I know that you use numeral (in dative) + sinn (in dative) to express 'nth time' (except for *tvisvar */ *þrisvar*) i.e:

_Það eru ferðir þrisvar ì dag, stundum fjórum sinnum í dag_!

But for something like _'every time I visit Björn, he is always busy' _how do I use 'every'? I thought maybe *sérhver *might work but I did a search for "*sérhverju sinnum*" and got no hits on Google so that leads me to believe I got that wrong.

What would it be?

_*<?>* sinnum að er ég í heimsókn hjá Birni, hann er alltaf upptekinn_.

Takk fyrir.


----------



## Tazzler

Hæ, alxmrphi!

Icelandic is a very frustrating language. :/ There are so many expressions that don't seem to follow any rules! Anyway, after some sleuthing, I believe what you need to say is this: _í hvert skipti_. _Sinn_ can also be used, but it doesn't seem as common. Furthermore, English seems to be an oddity in that you don't need to say _every time that_ or _every time when_  when _every time_ is used with a verb. For example, in French you say _chaque fois que je_ and in German you say _jedes Mal, wenn ich_. So, in conclusion in Icelandic you would say _í hvert skipti sem ég_. 

Hjálpar þetta?


----------



## Le Viking islandais

The word "Alltaf"(always) can also be used in this situation.
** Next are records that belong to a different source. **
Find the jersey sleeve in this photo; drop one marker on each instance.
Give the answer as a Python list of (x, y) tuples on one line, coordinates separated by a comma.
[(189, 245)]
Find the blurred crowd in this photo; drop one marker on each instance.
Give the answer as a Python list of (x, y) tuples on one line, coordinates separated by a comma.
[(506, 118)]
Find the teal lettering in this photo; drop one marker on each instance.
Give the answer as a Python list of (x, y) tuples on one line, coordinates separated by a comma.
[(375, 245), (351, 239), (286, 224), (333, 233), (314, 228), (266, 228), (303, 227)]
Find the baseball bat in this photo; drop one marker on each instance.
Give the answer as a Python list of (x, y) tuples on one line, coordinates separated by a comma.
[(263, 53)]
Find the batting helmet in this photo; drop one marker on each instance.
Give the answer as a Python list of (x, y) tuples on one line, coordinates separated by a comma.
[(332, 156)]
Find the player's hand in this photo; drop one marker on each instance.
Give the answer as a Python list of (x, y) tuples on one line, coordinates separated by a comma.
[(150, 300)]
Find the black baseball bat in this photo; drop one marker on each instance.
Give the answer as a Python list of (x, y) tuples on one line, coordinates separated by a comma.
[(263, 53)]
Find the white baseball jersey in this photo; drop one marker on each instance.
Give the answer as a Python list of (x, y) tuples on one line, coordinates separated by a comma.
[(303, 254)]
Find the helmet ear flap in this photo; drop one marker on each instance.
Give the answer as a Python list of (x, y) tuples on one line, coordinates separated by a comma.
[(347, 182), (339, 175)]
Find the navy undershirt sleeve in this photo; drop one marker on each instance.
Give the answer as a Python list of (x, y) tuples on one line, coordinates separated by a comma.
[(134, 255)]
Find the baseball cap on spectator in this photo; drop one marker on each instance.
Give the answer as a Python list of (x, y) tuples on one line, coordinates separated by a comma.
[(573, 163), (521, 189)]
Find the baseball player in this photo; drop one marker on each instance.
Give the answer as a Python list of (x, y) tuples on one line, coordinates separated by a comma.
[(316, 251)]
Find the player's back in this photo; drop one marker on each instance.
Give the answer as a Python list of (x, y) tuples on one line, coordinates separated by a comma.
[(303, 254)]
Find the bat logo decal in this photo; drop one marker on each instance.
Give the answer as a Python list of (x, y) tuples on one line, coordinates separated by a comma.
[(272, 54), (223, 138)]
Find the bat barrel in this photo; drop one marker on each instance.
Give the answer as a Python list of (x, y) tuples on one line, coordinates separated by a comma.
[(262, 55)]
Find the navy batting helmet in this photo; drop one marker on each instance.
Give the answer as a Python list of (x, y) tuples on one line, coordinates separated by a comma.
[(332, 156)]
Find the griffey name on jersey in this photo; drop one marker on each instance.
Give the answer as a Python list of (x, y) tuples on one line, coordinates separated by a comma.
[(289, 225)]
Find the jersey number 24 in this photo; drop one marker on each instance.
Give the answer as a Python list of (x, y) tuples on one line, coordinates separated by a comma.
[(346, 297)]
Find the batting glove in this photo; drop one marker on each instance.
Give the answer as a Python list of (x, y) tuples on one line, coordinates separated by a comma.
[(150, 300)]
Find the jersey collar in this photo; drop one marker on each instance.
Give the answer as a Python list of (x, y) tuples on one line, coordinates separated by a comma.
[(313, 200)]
_Alltaf þegar ég heimsæki Björn er hann upptekinn_ - Every time I visit Björn, he is always busy

I'm not translating word for word here, but rather the whole sentence together. I don't translate the "always" before "busy" because there is no need for repetition, it would look really bad:

_"Alltaf þegar ég heimsæki Björn er hann alltaf upptekinn"_


----------



## Alxmrphi

Thanks for the tips guys, I didn't realise the *sinn *construction was so dated, but I did read it in a bit of an ancient book.. alltaf would work well I think, I can see that now, thanks for the tip! 

LVS... what do you think about Tazz's "*í hvert skipti*", does that work just as well?
I'm just curious as to what sounds the most / least normal, what options I have to work with etc.

Takk kærlega


----------



## Le Viking islandais

The example Tazzler gave can also be used but to me my example sounds more normal to say.


----------



## kepulauan

_A__lltaf þegar_ would not be appropriate in more formal writing. _Í hvert skipti/sinn sem..._ is the proper way.


----------



## Alxmrphi

I'm glad I've got a formal & colloquial option, it takes a while to be able to judge informal and formal speech when learning a new language, it's still very alien to me in Icelandic but this is a good lesson for me.
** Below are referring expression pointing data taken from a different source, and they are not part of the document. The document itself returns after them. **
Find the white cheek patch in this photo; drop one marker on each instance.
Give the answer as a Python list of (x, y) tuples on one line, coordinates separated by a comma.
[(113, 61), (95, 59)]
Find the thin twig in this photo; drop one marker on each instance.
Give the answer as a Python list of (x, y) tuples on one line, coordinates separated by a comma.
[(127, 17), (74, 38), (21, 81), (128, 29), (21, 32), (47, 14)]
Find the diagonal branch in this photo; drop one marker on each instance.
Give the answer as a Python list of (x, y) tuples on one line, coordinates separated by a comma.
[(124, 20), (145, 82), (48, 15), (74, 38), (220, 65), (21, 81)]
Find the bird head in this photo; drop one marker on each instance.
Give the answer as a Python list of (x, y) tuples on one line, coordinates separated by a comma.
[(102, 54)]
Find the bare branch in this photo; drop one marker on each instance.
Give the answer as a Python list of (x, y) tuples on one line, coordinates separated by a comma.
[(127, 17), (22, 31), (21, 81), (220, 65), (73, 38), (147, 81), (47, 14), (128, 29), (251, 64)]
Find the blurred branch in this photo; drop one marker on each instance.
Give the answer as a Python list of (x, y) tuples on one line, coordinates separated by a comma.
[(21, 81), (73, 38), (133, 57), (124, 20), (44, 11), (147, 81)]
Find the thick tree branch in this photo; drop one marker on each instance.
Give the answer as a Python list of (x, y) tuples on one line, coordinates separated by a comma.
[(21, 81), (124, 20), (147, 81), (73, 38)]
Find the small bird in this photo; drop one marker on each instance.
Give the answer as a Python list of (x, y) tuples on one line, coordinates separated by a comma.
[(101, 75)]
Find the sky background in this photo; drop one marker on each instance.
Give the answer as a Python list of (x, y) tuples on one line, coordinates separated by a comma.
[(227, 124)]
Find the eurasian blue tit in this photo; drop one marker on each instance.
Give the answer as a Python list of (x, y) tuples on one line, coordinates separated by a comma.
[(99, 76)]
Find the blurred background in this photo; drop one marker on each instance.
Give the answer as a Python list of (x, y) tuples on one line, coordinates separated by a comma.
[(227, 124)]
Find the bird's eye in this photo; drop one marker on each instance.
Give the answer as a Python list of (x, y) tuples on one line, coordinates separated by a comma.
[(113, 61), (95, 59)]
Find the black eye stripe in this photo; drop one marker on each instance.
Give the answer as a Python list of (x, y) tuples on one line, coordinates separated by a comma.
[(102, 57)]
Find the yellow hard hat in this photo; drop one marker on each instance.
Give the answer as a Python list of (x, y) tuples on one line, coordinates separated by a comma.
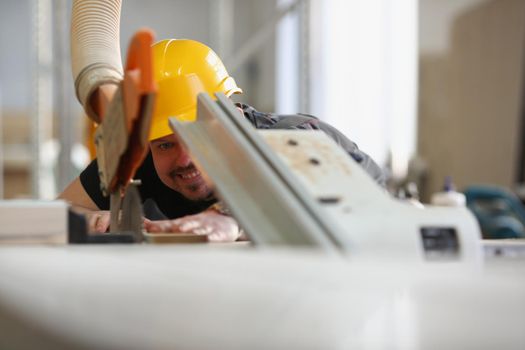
[(183, 69)]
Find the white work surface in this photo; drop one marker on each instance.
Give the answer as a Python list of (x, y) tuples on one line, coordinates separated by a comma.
[(199, 297)]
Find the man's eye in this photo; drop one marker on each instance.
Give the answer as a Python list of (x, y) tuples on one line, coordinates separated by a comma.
[(165, 146)]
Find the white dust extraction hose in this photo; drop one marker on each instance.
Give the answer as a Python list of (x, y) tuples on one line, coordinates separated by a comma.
[(95, 47)]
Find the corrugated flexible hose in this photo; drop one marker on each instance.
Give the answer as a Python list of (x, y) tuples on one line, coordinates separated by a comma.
[(95, 47)]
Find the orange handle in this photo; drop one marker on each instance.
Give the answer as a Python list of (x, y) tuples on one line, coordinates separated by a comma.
[(140, 59)]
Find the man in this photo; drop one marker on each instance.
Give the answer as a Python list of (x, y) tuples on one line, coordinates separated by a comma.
[(172, 188)]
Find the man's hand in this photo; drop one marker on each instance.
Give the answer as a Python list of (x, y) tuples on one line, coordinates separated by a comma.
[(218, 228), (98, 221)]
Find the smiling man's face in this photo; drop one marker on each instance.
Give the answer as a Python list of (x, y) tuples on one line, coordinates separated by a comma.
[(176, 169)]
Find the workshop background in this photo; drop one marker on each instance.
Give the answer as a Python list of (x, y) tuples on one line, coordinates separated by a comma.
[(428, 88)]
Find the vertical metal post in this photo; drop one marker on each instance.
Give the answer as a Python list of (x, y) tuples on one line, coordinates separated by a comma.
[(63, 89), (42, 90), (304, 56)]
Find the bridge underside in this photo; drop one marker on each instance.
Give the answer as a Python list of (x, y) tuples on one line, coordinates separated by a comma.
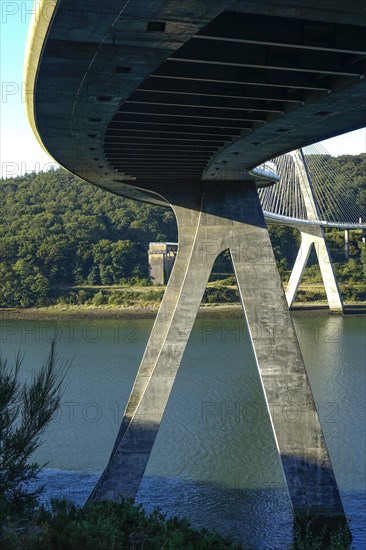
[(173, 103), (214, 218)]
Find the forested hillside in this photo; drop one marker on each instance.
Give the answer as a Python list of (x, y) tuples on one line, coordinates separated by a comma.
[(57, 231)]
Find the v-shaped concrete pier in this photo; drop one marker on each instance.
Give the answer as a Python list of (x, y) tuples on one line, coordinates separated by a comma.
[(213, 217)]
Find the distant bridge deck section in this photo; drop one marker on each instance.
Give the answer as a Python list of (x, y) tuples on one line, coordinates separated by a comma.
[(126, 94)]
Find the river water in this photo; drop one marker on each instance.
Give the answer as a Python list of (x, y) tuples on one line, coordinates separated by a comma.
[(214, 460)]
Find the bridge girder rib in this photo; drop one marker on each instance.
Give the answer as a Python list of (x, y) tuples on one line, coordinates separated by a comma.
[(235, 88)]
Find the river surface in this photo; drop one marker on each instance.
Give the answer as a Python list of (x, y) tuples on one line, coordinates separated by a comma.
[(214, 460)]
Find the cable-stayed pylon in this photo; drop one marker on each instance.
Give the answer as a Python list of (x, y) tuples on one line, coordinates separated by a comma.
[(312, 236)]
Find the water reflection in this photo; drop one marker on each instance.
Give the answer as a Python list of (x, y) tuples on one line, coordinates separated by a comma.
[(214, 459)]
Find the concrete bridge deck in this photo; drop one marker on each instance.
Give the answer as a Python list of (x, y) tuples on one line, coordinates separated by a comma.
[(174, 103)]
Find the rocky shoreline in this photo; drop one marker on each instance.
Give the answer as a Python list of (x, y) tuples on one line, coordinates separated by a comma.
[(211, 311)]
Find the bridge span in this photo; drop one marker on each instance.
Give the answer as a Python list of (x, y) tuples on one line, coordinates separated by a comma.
[(175, 103)]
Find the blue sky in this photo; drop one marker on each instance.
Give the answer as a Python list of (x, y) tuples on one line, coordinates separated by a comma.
[(19, 149)]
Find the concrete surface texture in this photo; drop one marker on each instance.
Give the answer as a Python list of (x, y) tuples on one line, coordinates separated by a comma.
[(217, 218), (312, 236), (127, 93)]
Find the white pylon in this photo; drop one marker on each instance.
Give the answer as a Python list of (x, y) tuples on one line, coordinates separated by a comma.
[(312, 236)]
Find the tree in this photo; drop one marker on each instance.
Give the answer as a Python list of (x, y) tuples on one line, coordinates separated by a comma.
[(25, 412)]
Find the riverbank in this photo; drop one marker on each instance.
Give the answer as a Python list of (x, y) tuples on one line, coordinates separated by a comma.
[(206, 311)]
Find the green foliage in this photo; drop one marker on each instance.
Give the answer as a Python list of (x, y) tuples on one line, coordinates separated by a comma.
[(108, 526), (25, 411), (57, 230)]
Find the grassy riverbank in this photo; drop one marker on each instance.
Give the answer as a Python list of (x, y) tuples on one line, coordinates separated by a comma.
[(221, 300)]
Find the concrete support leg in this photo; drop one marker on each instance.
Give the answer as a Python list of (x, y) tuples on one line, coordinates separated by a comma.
[(309, 237), (346, 244), (215, 218)]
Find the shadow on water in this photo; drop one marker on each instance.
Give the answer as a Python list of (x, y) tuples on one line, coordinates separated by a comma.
[(257, 518)]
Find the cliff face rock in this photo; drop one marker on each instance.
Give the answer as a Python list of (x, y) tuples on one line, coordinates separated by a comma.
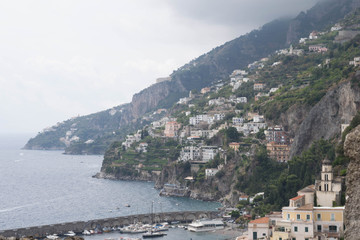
[(352, 206), (293, 117), (324, 120), (150, 97), (323, 14)]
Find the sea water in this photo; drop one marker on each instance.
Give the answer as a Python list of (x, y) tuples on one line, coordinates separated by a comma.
[(46, 187)]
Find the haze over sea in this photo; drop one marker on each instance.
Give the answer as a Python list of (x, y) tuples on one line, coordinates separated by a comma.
[(45, 187)]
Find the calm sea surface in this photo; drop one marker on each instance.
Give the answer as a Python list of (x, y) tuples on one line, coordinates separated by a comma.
[(45, 187)]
So in an essay I could write = _Í hvert skipti_
In informal speech talking with friends =_ Alltaf þegar_

__ I think this distinction is also existant in Italian (ogni volta / sempre quando) with the same connotations in register. 
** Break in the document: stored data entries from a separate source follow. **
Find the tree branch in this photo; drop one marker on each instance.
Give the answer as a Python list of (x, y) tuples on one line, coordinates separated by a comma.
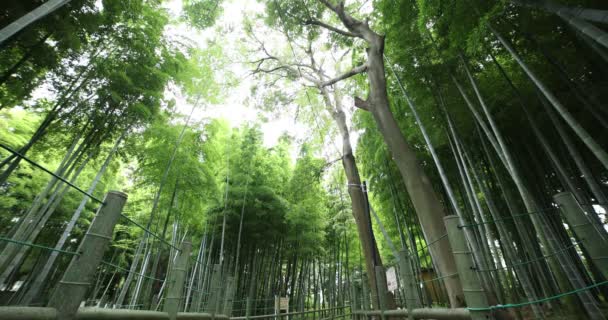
[(332, 28), (362, 104), (355, 71)]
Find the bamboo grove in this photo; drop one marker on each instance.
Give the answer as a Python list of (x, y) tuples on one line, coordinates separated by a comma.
[(415, 113)]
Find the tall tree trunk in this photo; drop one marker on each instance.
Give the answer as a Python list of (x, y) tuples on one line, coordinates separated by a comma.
[(40, 279), (569, 274), (427, 204), (8, 73), (595, 148)]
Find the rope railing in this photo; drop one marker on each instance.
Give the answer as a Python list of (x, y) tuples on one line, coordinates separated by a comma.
[(506, 218), (33, 245), (527, 303), (150, 232), (129, 271), (35, 164), (432, 242), (439, 278), (519, 264)]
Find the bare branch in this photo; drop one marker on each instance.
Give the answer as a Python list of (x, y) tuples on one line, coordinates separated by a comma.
[(355, 71)]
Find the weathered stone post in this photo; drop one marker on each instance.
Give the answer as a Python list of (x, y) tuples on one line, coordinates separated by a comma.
[(591, 236), (229, 296), (214, 290), (77, 278), (471, 285), (354, 299), (382, 289), (177, 280), (406, 273), (365, 297)]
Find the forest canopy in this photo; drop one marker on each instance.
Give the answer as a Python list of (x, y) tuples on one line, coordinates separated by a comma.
[(308, 149)]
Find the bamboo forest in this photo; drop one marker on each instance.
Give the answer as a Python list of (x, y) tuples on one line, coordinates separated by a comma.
[(303, 159)]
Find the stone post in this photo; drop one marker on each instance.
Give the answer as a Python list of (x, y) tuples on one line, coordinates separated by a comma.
[(591, 236), (382, 289), (474, 294), (214, 290), (177, 280), (229, 296), (365, 297), (406, 273), (77, 278)]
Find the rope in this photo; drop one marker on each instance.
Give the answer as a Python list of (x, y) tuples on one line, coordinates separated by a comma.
[(150, 232), (38, 246), (439, 278), (532, 260), (9, 149), (129, 271), (432, 242), (507, 218), (522, 304)]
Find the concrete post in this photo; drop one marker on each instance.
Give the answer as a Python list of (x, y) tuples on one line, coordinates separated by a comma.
[(72, 288), (406, 273), (354, 298), (381, 289), (214, 290), (471, 285), (365, 297), (248, 308), (229, 296), (591, 236), (177, 280)]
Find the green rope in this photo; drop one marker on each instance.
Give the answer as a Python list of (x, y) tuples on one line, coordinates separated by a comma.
[(432, 242), (507, 218), (38, 246), (439, 278), (150, 232), (522, 304), (532, 260), (127, 270)]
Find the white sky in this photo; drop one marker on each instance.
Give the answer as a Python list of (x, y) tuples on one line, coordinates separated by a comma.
[(235, 108)]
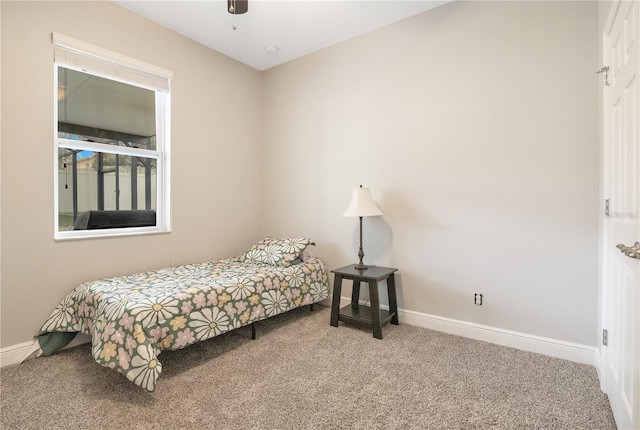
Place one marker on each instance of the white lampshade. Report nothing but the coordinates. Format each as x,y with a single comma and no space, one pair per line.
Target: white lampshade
362,204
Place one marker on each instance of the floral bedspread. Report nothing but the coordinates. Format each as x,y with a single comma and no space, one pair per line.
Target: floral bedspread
132,319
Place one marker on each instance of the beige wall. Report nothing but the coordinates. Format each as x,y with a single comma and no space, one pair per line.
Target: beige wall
476,127
216,157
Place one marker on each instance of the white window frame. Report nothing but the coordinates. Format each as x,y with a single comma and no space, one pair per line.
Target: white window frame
76,55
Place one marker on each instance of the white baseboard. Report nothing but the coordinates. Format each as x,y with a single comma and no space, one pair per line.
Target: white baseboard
14,354
17,353
526,342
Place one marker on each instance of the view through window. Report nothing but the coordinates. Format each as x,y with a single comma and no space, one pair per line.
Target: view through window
111,170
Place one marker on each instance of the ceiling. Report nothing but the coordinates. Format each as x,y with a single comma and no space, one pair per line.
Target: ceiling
273,32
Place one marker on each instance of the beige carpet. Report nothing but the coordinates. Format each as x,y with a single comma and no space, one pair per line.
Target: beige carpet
301,373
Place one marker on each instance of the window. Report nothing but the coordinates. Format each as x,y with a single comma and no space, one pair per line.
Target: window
111,143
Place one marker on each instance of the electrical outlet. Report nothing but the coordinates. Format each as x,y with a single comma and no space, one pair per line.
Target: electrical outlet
477,298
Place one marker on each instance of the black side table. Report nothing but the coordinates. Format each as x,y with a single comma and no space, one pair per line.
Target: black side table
356,312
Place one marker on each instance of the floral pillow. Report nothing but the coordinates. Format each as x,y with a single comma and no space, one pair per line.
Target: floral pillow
276,252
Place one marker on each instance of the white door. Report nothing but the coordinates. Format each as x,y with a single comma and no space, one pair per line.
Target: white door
621,271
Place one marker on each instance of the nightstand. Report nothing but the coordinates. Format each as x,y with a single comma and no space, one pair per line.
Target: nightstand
355,312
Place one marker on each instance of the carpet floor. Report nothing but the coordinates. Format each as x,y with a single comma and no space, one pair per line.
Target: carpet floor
301,373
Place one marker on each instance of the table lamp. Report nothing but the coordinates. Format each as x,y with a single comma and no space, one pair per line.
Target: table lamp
361,205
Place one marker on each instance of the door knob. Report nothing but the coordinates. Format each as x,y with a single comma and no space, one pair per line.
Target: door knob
630,251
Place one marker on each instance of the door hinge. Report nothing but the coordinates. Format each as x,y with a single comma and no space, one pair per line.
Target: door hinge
605,70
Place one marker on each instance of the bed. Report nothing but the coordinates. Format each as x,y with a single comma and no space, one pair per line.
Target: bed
132,319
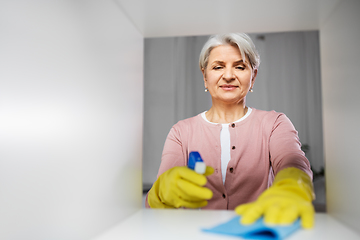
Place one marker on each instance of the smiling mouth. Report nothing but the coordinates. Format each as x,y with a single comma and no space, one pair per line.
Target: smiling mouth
228,87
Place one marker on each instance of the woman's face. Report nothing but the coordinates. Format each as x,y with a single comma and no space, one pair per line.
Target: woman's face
227,76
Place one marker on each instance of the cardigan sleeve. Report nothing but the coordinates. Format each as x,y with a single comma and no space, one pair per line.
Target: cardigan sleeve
173,154
285,147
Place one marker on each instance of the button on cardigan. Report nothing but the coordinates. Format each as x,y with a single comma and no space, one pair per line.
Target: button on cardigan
263,144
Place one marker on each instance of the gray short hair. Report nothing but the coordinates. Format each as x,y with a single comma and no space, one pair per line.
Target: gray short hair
241,40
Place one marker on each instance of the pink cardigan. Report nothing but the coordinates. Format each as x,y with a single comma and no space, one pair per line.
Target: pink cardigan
261,145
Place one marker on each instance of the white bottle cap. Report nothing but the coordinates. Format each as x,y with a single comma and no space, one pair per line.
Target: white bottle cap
200,167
Velkominn til WR pollodia!
Það er mjög góður að sjá fleiri Íslendinga hérna!


----------



## kepulauan

Thanks. I've been browsing through the Arabic section for a few days and might as well contribute.


----------



## Pont neuf

Sérhver is not used much in modern Icelandic spoken or colloquial language. It is rather formal and would hardly be suitable in the situation you are describing. 

'Every time I visit Björn, he is always busy' could be translated simply as 'Í hvert skipti sem ég heimsæki Björn, þá er hann upptekinn' or 'Alltaf þegar ég heimsæki Björn er hann upptekinn' you could even just say ´Þegar ég heimsæki Björn er hann ætíð upptekinn' as the meaning is similar.


----------



## kepulauan

This may be clearer if you use the wrd _each_ instead of every in the initial sentence: _each time I visit Björn_. In English these words follow usage that i can't figure out.

_hver - each_ : one of many
_hvor - each_ : one of few
_sérhver - every_ : one of many

As in _"each time I wake up", "each of my two kids is sick", "every man for himself in the forthcoming battle!"._


If you want to emphazise the initial sentence things start to sound strange to me:

_í hvert skipti sem ég... - each time I...
í hvert einasta skipti sem ég... - every single sime I...

each single time_ sounds a bit weird or doesn't it? It seems that modern Icelandic has just removed _every_ to simplify.


----------



## Alxmrphi

Yeah understanding '_each_' and '_every_' when I was doing my ESOL training was very difficult, I only knew the answers to basic questions through native intuition, every explanation I read didn't completely satisfy me. (each explanation... ? )

Thanks for your tips pollodia, especially about *hvor / hver*, I wasn't aware of this distinction (books / dictionaries only limit themselves to translates without usage notes!)

You're right about 'each single time', I don't think any native English person would say it, but what you actually wrote was '_every_' (I don't think you meant to) but I guess your subconscious knew it was the correct and idiomatic thing to say (it sounds fine)


----------